Class members are taught to fundraise for vocations instead of themselves, are paired with an accountability partner they meet with on a weekly basis and follow a rigorous schedule. At the conclusion of each class, Labouré allocates funds using a merit-based system that takes into account effort, success and need. Many times, aspirants fundraise while working full time at their day jobs. In Meier’s case, that meant often working 80 hours each week. 

But all of the funds are not awarded to the individual right away. Once aspirants enter the discernment phase at their religious communities, funds are held in escrow for three years.  Each month, only the minimum loan payments are made. If an aspirant discerns that the community is not for him or her, he or she assumes loan repayment responsibility. 
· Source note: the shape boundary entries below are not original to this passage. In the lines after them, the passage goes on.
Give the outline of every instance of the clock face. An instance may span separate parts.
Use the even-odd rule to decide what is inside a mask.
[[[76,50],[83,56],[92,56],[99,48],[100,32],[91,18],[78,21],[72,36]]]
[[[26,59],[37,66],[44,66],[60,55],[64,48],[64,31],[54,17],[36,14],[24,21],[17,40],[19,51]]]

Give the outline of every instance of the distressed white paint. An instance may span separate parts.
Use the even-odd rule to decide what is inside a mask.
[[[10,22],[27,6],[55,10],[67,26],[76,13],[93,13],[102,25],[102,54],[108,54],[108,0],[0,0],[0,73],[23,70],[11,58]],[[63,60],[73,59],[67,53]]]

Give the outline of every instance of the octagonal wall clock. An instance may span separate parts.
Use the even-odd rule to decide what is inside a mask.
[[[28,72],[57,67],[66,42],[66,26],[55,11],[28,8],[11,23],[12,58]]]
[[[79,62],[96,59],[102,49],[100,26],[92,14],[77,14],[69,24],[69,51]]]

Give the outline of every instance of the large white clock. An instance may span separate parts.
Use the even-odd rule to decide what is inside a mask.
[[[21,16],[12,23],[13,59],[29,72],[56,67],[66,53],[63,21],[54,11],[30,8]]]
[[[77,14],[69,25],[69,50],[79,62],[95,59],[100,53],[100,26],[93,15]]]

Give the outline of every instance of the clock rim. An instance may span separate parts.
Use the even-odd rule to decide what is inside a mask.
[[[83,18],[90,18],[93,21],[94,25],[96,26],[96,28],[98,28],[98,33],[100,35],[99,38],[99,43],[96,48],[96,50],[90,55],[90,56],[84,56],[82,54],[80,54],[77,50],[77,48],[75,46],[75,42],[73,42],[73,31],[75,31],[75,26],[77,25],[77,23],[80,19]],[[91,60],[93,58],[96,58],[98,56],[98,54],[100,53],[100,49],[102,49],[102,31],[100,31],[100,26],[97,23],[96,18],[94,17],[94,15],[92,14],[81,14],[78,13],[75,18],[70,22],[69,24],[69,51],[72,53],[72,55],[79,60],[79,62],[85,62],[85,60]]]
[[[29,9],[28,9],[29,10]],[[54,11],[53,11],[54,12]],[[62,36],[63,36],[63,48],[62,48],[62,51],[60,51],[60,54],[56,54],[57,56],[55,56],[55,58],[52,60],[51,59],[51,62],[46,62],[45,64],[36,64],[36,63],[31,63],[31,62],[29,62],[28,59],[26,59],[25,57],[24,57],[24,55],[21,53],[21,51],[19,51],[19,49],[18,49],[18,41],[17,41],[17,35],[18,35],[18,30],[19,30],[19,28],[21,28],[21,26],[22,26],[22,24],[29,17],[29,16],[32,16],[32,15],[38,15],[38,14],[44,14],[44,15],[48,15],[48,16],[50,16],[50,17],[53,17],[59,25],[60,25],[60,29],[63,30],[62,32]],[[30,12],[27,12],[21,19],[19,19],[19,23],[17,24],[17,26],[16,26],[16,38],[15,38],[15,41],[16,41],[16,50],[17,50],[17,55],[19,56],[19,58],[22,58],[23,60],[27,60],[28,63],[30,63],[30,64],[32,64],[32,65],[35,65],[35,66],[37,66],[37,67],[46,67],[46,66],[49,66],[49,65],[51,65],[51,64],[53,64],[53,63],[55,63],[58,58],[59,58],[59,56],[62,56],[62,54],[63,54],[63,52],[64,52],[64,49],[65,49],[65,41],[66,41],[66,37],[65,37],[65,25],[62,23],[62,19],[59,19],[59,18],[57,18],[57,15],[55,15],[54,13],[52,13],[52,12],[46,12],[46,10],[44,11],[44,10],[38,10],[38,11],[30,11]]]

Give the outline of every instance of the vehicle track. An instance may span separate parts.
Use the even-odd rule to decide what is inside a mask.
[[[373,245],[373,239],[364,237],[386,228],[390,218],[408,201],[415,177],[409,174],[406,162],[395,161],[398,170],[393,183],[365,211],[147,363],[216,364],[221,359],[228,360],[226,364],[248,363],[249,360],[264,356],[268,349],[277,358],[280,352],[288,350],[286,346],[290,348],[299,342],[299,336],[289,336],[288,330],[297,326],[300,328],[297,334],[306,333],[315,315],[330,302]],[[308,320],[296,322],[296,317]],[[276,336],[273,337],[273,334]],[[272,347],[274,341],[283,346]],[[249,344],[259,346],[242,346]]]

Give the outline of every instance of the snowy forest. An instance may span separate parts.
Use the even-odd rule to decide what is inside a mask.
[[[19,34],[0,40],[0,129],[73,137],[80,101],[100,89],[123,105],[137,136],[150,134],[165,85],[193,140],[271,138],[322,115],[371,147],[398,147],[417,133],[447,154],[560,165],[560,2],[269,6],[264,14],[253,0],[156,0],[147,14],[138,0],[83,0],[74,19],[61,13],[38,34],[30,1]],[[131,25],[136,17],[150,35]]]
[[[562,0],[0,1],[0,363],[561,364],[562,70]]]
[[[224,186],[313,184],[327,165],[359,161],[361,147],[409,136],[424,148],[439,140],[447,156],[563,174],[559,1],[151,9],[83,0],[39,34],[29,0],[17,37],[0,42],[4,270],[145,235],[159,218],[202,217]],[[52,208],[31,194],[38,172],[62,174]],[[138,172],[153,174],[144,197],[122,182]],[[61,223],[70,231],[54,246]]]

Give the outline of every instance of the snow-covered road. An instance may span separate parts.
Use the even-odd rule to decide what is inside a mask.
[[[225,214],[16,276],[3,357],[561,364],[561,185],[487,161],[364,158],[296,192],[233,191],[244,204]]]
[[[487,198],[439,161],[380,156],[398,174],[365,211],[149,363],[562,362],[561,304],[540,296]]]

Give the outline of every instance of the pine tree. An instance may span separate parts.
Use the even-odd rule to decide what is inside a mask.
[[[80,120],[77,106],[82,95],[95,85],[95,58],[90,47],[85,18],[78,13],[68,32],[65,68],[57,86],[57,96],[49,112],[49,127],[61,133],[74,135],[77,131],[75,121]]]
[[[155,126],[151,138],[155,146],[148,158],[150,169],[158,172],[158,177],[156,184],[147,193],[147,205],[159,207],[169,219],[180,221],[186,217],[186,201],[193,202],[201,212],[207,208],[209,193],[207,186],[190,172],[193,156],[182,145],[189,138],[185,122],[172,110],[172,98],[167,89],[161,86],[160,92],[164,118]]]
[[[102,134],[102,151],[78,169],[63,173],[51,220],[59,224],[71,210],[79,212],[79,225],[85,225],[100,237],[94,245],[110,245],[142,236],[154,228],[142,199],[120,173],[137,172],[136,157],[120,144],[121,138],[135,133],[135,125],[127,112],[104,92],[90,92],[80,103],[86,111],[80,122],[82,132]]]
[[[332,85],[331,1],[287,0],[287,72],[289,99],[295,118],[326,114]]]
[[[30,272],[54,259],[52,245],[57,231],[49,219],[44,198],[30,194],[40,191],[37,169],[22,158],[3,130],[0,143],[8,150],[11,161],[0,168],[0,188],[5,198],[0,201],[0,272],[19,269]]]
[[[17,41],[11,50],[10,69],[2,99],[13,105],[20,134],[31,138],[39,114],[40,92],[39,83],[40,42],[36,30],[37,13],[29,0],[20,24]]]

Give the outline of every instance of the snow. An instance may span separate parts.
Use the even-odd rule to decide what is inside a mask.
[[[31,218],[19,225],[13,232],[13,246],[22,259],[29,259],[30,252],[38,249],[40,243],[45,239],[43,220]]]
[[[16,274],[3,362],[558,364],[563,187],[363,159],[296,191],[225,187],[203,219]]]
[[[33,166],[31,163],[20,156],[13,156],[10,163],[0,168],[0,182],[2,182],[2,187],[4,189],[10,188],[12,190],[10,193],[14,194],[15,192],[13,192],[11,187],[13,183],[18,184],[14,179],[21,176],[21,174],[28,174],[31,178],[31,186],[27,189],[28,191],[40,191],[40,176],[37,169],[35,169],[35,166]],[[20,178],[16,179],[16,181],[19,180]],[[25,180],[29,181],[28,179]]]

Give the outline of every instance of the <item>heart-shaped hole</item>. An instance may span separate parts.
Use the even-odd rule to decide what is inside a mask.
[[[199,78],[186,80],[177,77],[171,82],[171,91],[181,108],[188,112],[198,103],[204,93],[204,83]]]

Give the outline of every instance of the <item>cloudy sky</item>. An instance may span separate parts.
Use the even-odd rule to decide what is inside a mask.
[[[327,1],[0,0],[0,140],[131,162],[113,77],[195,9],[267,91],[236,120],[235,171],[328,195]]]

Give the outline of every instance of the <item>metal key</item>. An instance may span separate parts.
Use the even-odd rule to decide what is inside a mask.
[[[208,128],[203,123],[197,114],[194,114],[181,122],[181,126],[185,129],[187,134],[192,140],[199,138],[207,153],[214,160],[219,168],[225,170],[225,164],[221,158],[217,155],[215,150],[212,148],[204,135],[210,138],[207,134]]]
The organization is bearing much fruit: With Labouré’s aid, 257 men and women have entered religious life. 

“We are fueled on joy — when you help a sister, brother or priest, you become a part of their vocation,” Laurent likes to say. 

Currently serving 30-40 aspirants year, Laurent hopes to be able to serve 100-150 every year six years from now.

Aspirants such as Laryn Kovalik, accepted at Verbum Dei and a member of Labouré’s most recent class, now have the ability to pursue vocations.  

“I wouldn’t have had a fighting chance to answer what I perceive is my call without the Labouré Society,” Kovalik said. “We have said ‘Yes’ to commit our lives completely to the Church. But because of the student-loan situation, being able to embrace a religious or priestly vocation today requires a communal ‘Yes.’”

Labouré’s most recent class of eight individuals raised a total of $500,000 over six months, and Meier finally has enough funding to cover her student loans. 

Meier, who enters the Poor Clares on July 22, has given others hope that student loans no longer pose a barrier to religious vocations. 

“People have just been very generous,” she explained. “It has really been a walking miracle for the past six months. I would have not been able to become a nun without it. It’s incredible — but that’s God.”


Emily Brandenburg writes from Orange, California.